Reacción a "Reactions: two studies link microbiome changes to chronic fatigue syndrome"

The two studies are novel and of high scientific interest, and have a high methodological quality, with the use of metabolomic and metagenomic techniques. They are published in a journal specialised in the microbiome, with high scientific impact.  

These studies corroborate the line of research initiated some five years ago on the role of the microbiota in chronic fatigue syndrome/myalgic encephalomyelitis (CFS/ME). However, these studies are more systematised, carried out on larger samples and with better methodology than the previous ones. They not only make it possible to establish pathogenic correlations between the microbiota and CFS/ME, but also to determine the role of certain mediators, such as intestinal butyrate biosynthesis and the abundance of Faecalibacterium prausnitzii. They also profile specific microbiota phenotypes for increased fatigue intensity and for newly diagnosed versus long-standing CFS/ME subgroups.  

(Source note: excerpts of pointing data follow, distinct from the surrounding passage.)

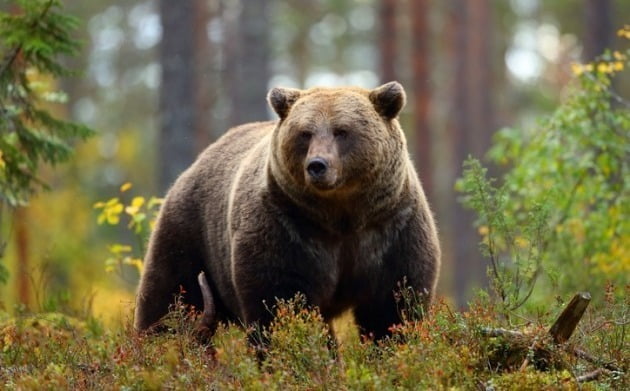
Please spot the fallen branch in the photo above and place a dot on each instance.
(560, 332)
(566, 323)
(594, 375)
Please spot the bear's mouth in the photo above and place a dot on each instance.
(322, 184)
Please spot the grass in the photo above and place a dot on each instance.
(447, 350)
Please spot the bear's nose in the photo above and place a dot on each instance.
(317, 167)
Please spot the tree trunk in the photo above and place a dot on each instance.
(184, 55)
(422, 93)
(250, 72)
(388, 43)
(470, 129)
(23, 260)
(598, 28)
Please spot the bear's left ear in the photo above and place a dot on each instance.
(388, 99)
(281, 100)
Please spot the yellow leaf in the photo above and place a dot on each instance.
(125, 186)
(137, 202)
(577, 69)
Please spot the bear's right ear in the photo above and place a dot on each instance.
(388, 99)
(281, 100)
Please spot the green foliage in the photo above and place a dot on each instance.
(447, 350)
(31, 42)
(562, 205)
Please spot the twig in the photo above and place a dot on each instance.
(579, 353)
(590, 376)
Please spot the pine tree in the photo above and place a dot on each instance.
(33, 39)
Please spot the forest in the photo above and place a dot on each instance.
(517, 121)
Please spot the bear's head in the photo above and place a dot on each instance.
(336, 141)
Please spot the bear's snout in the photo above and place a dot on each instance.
(317, 168)
(321, 173)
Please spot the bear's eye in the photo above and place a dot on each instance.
(305, 135)
(340, 133)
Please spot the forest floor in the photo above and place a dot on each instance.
(447, 350)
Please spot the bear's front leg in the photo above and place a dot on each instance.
(171, 267)
(264, 271)
(411, 262)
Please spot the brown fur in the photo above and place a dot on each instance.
(250, 216)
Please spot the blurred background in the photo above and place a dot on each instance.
(162, 79)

These articles provide biomarkers that may be useful for assessing gastrointestinal involvement in CFS/ME patients. However, as the authors themselves state in the limitations of the studies, these are not diagnostic markers of disease, but of the process of gastrointestinal dysfunction. Nor do they immediately assume that they can act directly on the microbiota and improve the symptoms of CFS/ME. We are still in the early stages of scientific understanding of the microbiota and its mediating role in multiple diseases, including CFS/ME.   

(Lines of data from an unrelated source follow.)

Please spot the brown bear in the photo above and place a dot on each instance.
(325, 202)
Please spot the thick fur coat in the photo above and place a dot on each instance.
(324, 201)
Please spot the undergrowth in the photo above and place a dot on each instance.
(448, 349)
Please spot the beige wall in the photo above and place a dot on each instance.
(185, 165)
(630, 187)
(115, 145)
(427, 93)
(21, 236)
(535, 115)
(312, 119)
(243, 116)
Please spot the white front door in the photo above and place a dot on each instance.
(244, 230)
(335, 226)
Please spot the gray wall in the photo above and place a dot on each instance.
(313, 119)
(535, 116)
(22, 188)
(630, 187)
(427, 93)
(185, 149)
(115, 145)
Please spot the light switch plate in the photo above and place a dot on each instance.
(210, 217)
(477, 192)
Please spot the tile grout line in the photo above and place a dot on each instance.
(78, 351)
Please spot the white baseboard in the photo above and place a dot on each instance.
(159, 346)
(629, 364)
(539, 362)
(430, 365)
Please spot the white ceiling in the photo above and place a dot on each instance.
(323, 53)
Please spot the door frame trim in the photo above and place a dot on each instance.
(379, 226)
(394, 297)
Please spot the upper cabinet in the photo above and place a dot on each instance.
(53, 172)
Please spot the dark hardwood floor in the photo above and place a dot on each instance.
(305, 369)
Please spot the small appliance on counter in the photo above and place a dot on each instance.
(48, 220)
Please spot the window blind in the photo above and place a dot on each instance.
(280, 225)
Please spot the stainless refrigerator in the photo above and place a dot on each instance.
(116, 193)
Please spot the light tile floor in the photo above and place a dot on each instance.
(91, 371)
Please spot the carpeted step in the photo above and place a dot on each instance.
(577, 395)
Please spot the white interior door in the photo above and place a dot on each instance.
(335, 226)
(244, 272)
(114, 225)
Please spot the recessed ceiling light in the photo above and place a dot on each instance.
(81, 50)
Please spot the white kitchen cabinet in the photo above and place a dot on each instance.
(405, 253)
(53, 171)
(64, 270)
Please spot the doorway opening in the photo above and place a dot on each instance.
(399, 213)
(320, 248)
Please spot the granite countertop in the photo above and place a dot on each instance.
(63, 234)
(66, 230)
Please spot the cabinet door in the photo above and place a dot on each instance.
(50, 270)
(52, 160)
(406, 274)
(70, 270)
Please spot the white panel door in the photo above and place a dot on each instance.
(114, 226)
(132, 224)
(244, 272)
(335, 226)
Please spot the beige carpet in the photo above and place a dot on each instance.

CFS/ME is a complex disease of neuroinflammatory pathogenesis with systemic repercussions. The microbiota interrelates with the brain in this disease, modulating intestinal reactivity to food and external factors and triggering local inflammatory reactions, with potential systemic repercussions. The more we know about the microbiota in CFS/ME, the better we will understand what happens in gut dysfunction in this disease. However, we must not forget that the main site where this dysfunction mainly occurs is in the central nervous system. What happens in the gut may only be secondary to the central nervous system alteration in the brain-gut axis.